Ne cherchez pas un tiroir à l'intérieur duquel ranger Roger Cantin. Le scénariste de La guerre des tuques avoue un penchant pour les films gore. Le réalisateur de Matusalem tourne son prochain long avec un budget minime. Autodidacte avant tout, Roger Cantin se laisse aussi séduire par le documentaire.

«Je suis un peu à part des autres», dit Roger Cantin. Simple constat plutôt qu'excuse ou vantardise. Roger Cantin se donne un côté «délinquant», mais aussi touche-à-tout: il écrit, réalise, mais se laisse aussi séduire par la post-production. On le voit volontiers comme l'homme des films pour enfants alors qu'il a un gros faible pour le Rodriguez de Planet Terror.

Cette semaine, Roger Cantin parle de deux films. D'abord, le film à venir, provisoirement appelé Toquade et fugue. Roger Cantin est en plein repérage, et cherchait un singe quand nous l'avons rencontré. Pierre Lebeau aura pour partenaire un singe, donc, mais aussi un enfant, pour un road-movie de 48 heures.

«Un film assez touchant», dit le réalisateur, qui n'a pas tourné de fiction depuis La forteresse suspendue, en 2001. Ce ne sont pas les idées qui ont manqué depuis, mais le financement. «J'ai cinq ou six scénarios prêts à tourner», dit-il. Aucun n'a passé la double étape institutionnelle, sauf Toquade et fugue, «le film le moins compliqué par rapport à mes autres projets».

Sur les aléas du financement du cinéma, Roger Cantin a un paquet de théories pour expliquer que ça passe... ou ça casse. Notamment son style, emprunt d'une «ironie qui fait rire, mais qui fait rire jaune. Je me suis souvent fait reprocher que ce soit trop pointu», croit-il.

Philosophe, il estime faire «un super beau métier. La partie chiante, c'est de persuader les gens». Le bonheur, lui, se trouve dans l'action. «Ce que j'aime, c'est être dans le feu de l'action, que tout le monde bouge», dit-il. Hors des tournages, Roger Cantin écrit - «J'ai quelques romans et des scénarios écrits au complet».

Au début des années 2000, Roger Cantin se lance dans le documentaire, grâce au producteur Jacques Lina. Il réalise notamment une série sur le dopage pour Dans les coulisses du hockey. Il se penche ensuite sur les dieux du cirque dans Kooza.
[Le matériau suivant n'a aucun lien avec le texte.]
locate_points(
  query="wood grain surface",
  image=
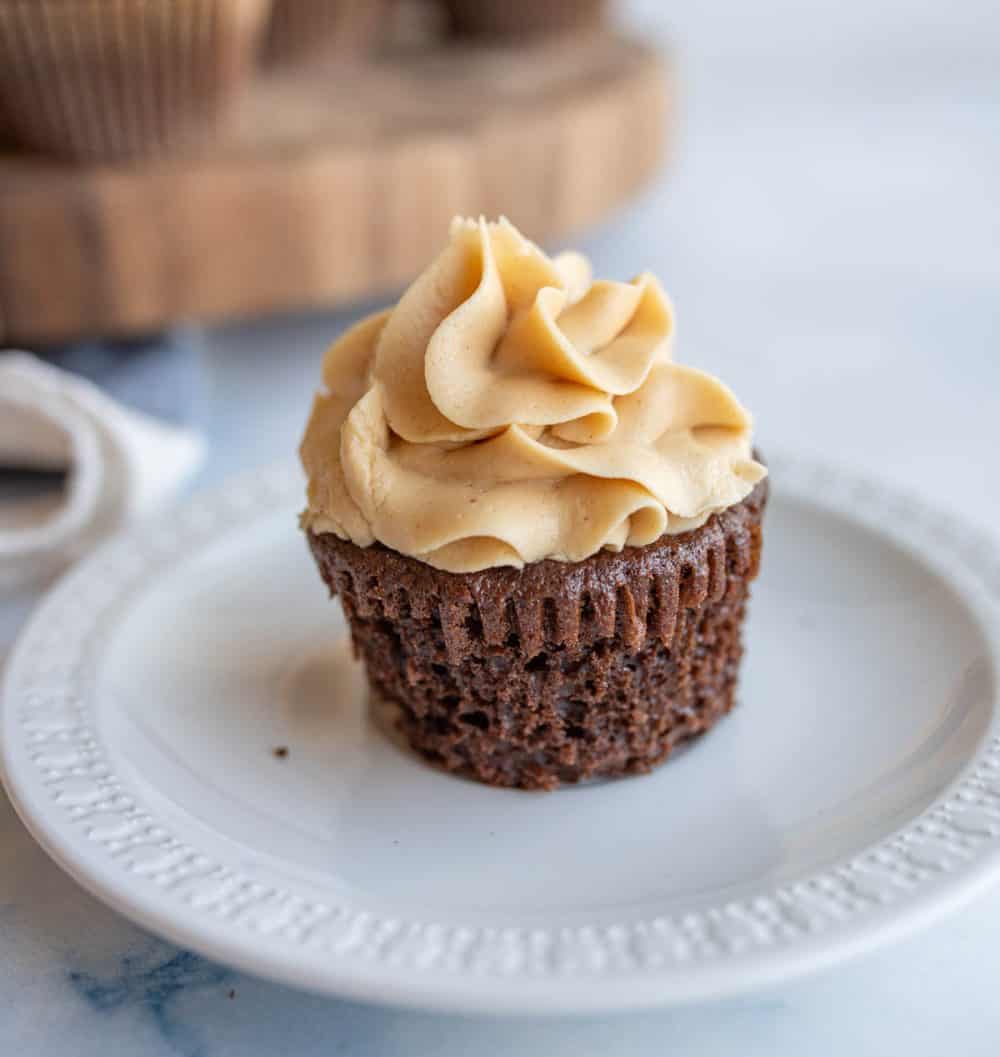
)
(331, 184)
À Vues d'Afrique, il présente cette semaine un nouveau documentaire, Ni sauvage, ni barbare.

Ni sauvage, ni barbare est la rencontre de Florent Vallant, un musicien innu, et de Yeschou, un peintre berbère. «Tous deux sont issus de culture que l'on a longtemps voulu faire disparaître», explique Roger Cantin. La distance géographique séparant le Canada du Maroc est immense; mais «les gens sont très proches».

Roger Cantin, lui aussi, est proche des gens. «Je suis assez curieux de nature», admet-il, avant de raconter comment, sur le tournage de Matusalem, à Cuba, il a fait de surprenantes rencontres. «Je trouve ça fascinant de voir comment les gens vivent là-bas: ça donne une autre vision du monde.»

L'envie de fixer ses réflexions, paroles, pensées, sur pellicule a frappé assez tôt Roger Cantin. Élève au séminaire de Saint-Hyacinthe, il fait des courts, d'abord pour amuser la galerie. Le jeu devient une passion. «Et là, ça ne peut plus s'arrêter», dit-il. Le jeune Cantin va même jusqu'à rendre presque l'intégralité de ses devoirs... en film. Sorti prématurément de l'école, Roger Cantin produit ses courts, en amateur, puis remporte son premier prix (140 000$) pour réaliser un court. Il opte pour la science-fiction - les extraterrestres envoient sur la Terre une tarte à la crème géante. «J'ai fait tous les effets spéciaux moi-même: ça marchait bien.»

La révélation arrive avec La guerre des tuques, l'un des classiques du genre. «Le défaut, c'est qu'on te voit pas dans ce que tu peux faire, mais dans ce que tu as fait», croit-il. Se débarrasser de l'image du cinéaste-pour-enfant n'a pas été facile. Aujourd'hui, Roger Cantin croit avoir réussi à troquer son étiquette, contre celle de Roger Cantin, réalisateur délinquant.

Ni sauvage, ni barbare est présenté à Vues d'Afrique le mercredi 16 avril, au Cinéma Beaubien, à 18h.